All You Need to Know About Money in Iceland
Can you believe it? A country with a population of only about 330.000 has its own currency! In Iceland, we use the Icelandic króna, or short “ISK”. You will encounter high numbers in the thousands while being in Iceland, because 1 Euro currently equals about 120 ISK, 1 US dollar equals about 115 ISK and 1 British Pound equals about 140 ISK. Therefore, even your dinner will cost a few thousand ISK already. This can be very confusing when being in Iceland for the first time, but to make it a bit easier, you can start by just dividing the prices by 100 to get a rough estimate of what it costs in your currency at least.
Coins and Bills
As always when handling a foreign currency, the coins and bills can be really confusing and we all know that feeling of standing in a supermarket and taking ages to find the right coins in our wallet. In Iceland, we have coins with the values 1, 5, 10, 50 and 100 ISK. The bills come in values of 500, 1.000, 5.000 and 10.000 ISK.

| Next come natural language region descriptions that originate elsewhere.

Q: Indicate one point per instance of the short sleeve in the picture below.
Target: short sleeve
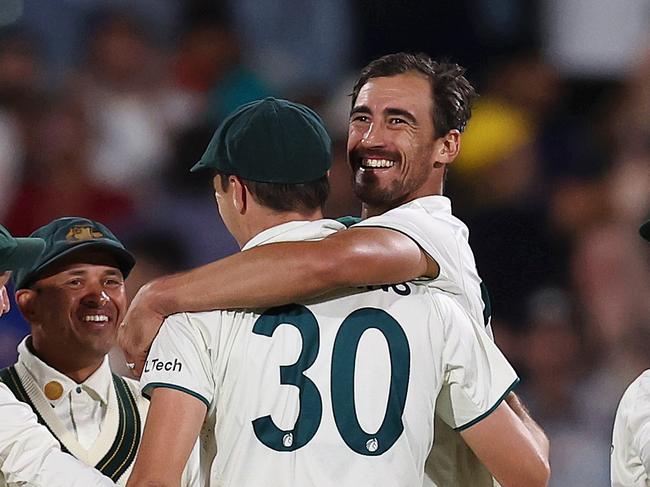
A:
(637, 406)
(433, 235)
(477, 376)
(180, 359)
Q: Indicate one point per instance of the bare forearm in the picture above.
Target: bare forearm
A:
(535, 429)
(278, 274)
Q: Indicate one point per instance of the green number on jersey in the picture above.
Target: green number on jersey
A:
(343, 365)
(343, 361)
(311, 405)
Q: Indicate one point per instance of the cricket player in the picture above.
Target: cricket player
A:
(338, 391)
(73, 297)
(405, 127)
(29, 454)
(630, 457)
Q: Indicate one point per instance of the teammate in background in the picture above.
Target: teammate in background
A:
(73, 297)
(29, 454)
(407, 116)
(630, 458)
(364, 369)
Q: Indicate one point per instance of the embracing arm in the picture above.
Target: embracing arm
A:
(273, 275)
(173, 424)
(535, 430)
(277, 274)
(508, 450)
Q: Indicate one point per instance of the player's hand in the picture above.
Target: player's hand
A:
(139, 328)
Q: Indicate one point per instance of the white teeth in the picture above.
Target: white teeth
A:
(377, 163)
(95, 318)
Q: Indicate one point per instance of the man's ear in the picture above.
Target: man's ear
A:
(447, 148)
(239, 194)
(25, 298)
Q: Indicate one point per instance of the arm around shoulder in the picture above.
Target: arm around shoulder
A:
(508, 450)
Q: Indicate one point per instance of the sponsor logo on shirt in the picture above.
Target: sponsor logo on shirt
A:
(157, 364)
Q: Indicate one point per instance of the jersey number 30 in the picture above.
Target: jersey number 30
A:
(342, 380)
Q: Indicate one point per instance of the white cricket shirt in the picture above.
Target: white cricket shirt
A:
(630, 458)
(31, 457)
(339, 392)
(429, 222)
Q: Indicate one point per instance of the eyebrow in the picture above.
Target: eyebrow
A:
(81, 272)
(360, 109)
(402, 113)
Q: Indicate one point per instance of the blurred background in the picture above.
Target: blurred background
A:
(106, 104)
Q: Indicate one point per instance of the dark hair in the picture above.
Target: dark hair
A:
(451, 93)
(285, 197)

How much cash should I bring?
After all this confusion, here come the good news: don’t even bother bringing cash money to Iceland or getting it from the ATM here. It is an unnecessary hassle to find a currency exchange and avoid exchange fees etc. Iceland is virtually cash-free and while on a tour through Iceland, there is hardly any place at all that you could encounter, which would not accept credit cards. The busses within the Reykjavik area do not accept cards, but downloading the bus app Straeto will allow you to easily pay through your phone.
Looking into the wallets of Icelanders, you will usually only find a bunch of cards, but not much cash. That said, we are talking about the most common credit cards of course, like Visa, MasterCard and American Express.

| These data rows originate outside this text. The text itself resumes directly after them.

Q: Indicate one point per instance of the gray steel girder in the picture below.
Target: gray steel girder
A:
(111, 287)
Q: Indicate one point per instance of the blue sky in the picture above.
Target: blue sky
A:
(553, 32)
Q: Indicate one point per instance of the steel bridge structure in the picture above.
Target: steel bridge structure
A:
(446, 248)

Anything else I should keep in mind?
If you want to gas up outside of the opening hours of a gas station, you will need a credit card with a four-digit pin code. Some credit cards, especially from the United States, can only be swiped or have a 5 or 6-digit pin code. These credit cards will NOT work, unless the gas station is open and you can pay inside. Other than that, you should be good to go with your credit card on your Iceland trip.
But what about tipping?
Tipping is not common in the Icelandic culture. Unlike in some other countries, waiters and waitresses can live from their wages here in Iceland and most often, you will see that Icelanders are not tipping after a meal or a taxi ride. You can easily consider it included in the prices.
That being said though, nobody will look at you strangely and you will of course make the waiters/taxi drivers/guides day if you decide to tip.